Selama menunggu, aku tidak bisa berhenti memikirkan kemungkinan-kemungkinan buruk yang akan terjadi di rumah orangtua El nanti. Aku saja tidak tahu mereka orang yang seperti apa. Bertanya pada El sama sekali tidak membantu. Ia terus-terusan meyakinkanku bahwa mereka akan menyukaiku. Sisanya, aku harus berimprovisasi dengan baik. Sayangnya, aku tidak mampu mengarang hal lainnya selain perkenalan diri.
"Apa kita akan bertemu Daria?" Pertanyaan itu meluncur dari bibirku ketika aku tak sengaja menangkap sosok seorang wanita yang perawakannya persis seperti Daria di tempat tunggu yang lain. Kendati mirip, tetapi aku yakin wanita itu bukan dia.

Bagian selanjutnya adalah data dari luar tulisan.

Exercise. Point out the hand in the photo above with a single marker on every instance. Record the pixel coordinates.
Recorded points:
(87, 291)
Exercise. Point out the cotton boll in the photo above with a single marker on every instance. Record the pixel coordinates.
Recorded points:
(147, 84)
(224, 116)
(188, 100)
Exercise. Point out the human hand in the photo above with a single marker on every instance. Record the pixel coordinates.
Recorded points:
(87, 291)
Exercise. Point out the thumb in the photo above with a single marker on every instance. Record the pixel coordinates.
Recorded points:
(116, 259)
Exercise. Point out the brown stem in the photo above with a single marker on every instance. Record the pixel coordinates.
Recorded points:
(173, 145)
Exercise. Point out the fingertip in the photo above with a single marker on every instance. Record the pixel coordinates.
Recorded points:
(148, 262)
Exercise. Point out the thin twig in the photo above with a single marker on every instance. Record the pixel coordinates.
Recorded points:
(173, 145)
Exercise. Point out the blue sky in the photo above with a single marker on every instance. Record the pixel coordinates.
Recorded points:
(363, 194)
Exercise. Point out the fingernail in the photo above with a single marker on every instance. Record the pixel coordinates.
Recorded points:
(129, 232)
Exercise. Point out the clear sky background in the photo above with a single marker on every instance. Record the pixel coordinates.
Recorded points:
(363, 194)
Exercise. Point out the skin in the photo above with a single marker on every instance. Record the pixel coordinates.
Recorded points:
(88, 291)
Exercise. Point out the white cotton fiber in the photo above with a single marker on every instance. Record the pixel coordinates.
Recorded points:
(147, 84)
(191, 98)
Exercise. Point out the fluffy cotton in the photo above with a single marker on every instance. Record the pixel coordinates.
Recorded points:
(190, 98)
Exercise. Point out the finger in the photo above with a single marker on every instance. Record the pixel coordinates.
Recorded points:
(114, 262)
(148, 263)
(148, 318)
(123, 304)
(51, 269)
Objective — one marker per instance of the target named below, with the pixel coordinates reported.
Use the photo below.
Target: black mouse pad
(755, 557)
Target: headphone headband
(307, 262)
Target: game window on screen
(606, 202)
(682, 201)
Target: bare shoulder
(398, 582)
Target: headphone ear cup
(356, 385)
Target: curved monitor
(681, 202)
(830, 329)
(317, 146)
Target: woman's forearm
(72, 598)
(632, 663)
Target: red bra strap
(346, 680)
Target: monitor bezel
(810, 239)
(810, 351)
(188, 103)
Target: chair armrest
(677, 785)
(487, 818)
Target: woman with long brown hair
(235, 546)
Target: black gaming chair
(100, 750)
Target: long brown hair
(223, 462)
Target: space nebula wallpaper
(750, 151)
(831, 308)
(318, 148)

"Karena dia nggak ngomong apa-apa soal hubungan kami yang udah berakhir, kemungkinan besar dia bakal datang."
"Aku ingat," ujarku hampir berteriak.
"Apa?"
"Daria pernah minta tanda tanganku buat cuti."
El dan aku sama-sama terdiam. Kami saling pandang, seolah-olah berkomunikasi satu sama lain melalui tatapan. Tangannya yang berada di gagang troli lantas merambat naik ke punggungku dan mengusapnya lembut.
"Nggak akan ada yang terjadi di antara kami. Kamu nggak perlu khawatir, Ra. Aku nggak bakal jauh-jauh dari kamu."
Aku mengangguk sebagai respons. Kendati rasa gugup, khawatir, dan ketakutan ini belum benar-benar pergi, tetapi pelukan El berhasil menenangkanku meski hanya sedikit. Terlebih ketika El berjanji tidak akan jauh-jauh dariku selama di sana.
"Kita akan menghadapinya bersama, Ra."